İBNÜ’L-ESİR

3. CİLT

HİCRİ 32. YIL       ANA SAYFA      Kur’an      Hadis      Sözlük      Biyografi

 

EBU ZER el-GIFARİ'NİN VEFATI

 

Bu yıl içinde Ebu Zer el-Gıfari ölmüştü, ölmeden önce kızına: "Kızım, dışarı çık ve bak, etrafta kimseler görüyor musun?" demiş, kızı: "Hayır görmüyorum", diye cevap verince: "Demek ki benim ölüm saatim yaklaşmış değildir" diye eklemişti. Bir müddet sonra tekrar kızına bir koyun kesip pişirmesini emreder ve şöyle der: "Beni defnetmek üzere gelenler son derece salih kimseler olacak. Onların hepsine şöyle dersin: ''Ebu Zer vefat etmeden önce, defnettikten sonra yiyip içmeden ayrılmamanızı dilemiştİ.''" Koyunun eti iyice kaynayıp pişince de kızına: "Bir daha bak bakalım, etrafta kimse var mı?" demiş, kızı bakıp geri geldiğinde: "Evet, ta oralarda bineklerine binmiş olan bir takım kimseler vardır." diye karşılık verince de: "Beni kıbleye doğru yatır." demişti. Kızı kıbleye doğru yatırınca: "Allah'ım! Senin adınla ve seninle birlikte; Resulullah (S.A.V.)'in milleti ve dini üzerine" diye söylemiş ve gözlerini hayata yummuştu. Kızı dışarı çıkıp bu gelenleri karşılamış ve onlara:

"Allah sizden razı olsun, işte Ebu Zer burada vefat etmiştir" demiş, onlar da:

 

"Nerede o?" diye sorunca yattığı yeri göstermişti. Gelenler: "Evet ne mutlu bir insandı o, bize her zaman ikramda bulunurdu." demişlerdi. Bu gelenler arasında Abdullah bin Mes'ud da olup onu bu şekilde gördüğünde ağlamış ve şöyle demişti: "Resulullah (s.a.v.) ne kadar da doğru söylemiş. Gerçekten Ebu Zer tek başına vefat edecek ve tek başına dirilecek." Arkasından Ebu Zer'i yıkamış, kefenlemiş ve namazını kılıp defnetmişlerdi. Bu işleri bitirdikten sonra Ebu Zer'in kızı onlara: "Ebu Zer'in sizlere selamı var, Allah aşkına yemek yemeden ayrılmamanızı istemişti." Onlar da bu söze uyarak yemek yemiş ve Mekke'ye giderken Ebu Zer'in çoluk çocuğunu yanlarında götürmüş ve Hz.
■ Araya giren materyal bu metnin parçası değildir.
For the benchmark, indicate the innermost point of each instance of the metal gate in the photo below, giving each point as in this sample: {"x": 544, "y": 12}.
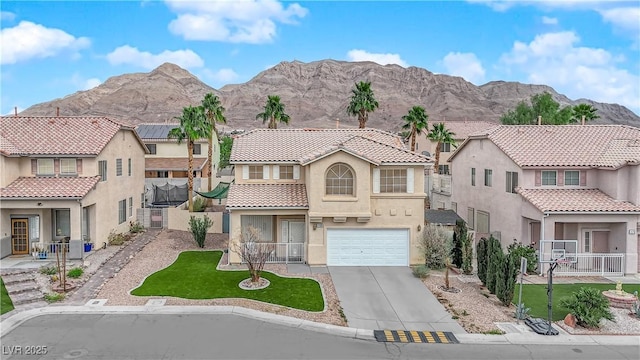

Osman'a teslim etmişlerdi. Hz. Osman Ebu Zer'in kızını kendi ailesine katıp şöyle demişti: "Allah Ebu Zer'e rahmet eylesin ve günahlarını affetsin. Özellikle er-Rebze'ye inişi inşaallah mağfiretle sonuçlanacaktır."

 

Ebu Zer, vefat ettiği sırada O'nu defnetmek üzere oraya varan bu kafile, çadıra vardıklarında bir misk kokusu duymuş ve bunun nereden geldiğini kızından sormuşlardı. Kız şöyle demişti: "Ebu Zer vefat etmeden önce bana şöyle demişti: ''Ölen insan etrafa biraz koku yayar. Beni defnetmek üzere gelecek olanlar bu kokuyu duyarlarsa yemek yiyemezler. Ben öldüğümde suyun içine biraz misk koy, üzerime ve çadıra sür.'' "

 

Ebu Zer'i defnetmek üzere gelenler şunlardı: Abdullah bin Mes'ud, Temim Kabilesi'nden Ebu Müfrez ve Bekr bin Abdullah, Esved bin Yezid, enNehai Kabilesi'ne mensup Alkame bin Kays ve Malik el-Eşter; el-Halhal ed-Dabiyyi, el-Hars İbn Sevid et-Temimi, Amr bin Ukbe es-Sülemi, İbn Rabi'a esSülemi, Ebu Rafi' el-Müzeni, Süveyd bin Şu'be et-Temimi, Ziyad İbn Muaviye en-Nahai ve el-Karsa'nın kardeşi ve Mi'dad'ın ve Şeybani'nin kardeşi. Başka bir rivayete göre de Ebu Zer'in H. 31. yılda vefat ettiği kaydedilir. Diğer bir rivayette de Abdullah bin Mes'ud'un Ebu Zer'in evIad-u iyalini yanında götürmeyip orada terk ettiği ve Hz. Osman Mekke'den dönüp de ona Ebu Zer'in vefat ettiği bildirilinceye kadar orada kalmış oldukları kaydedilir. Sonra Hz. Osman onlara adam gönderip Medine'ye aldırmıştı.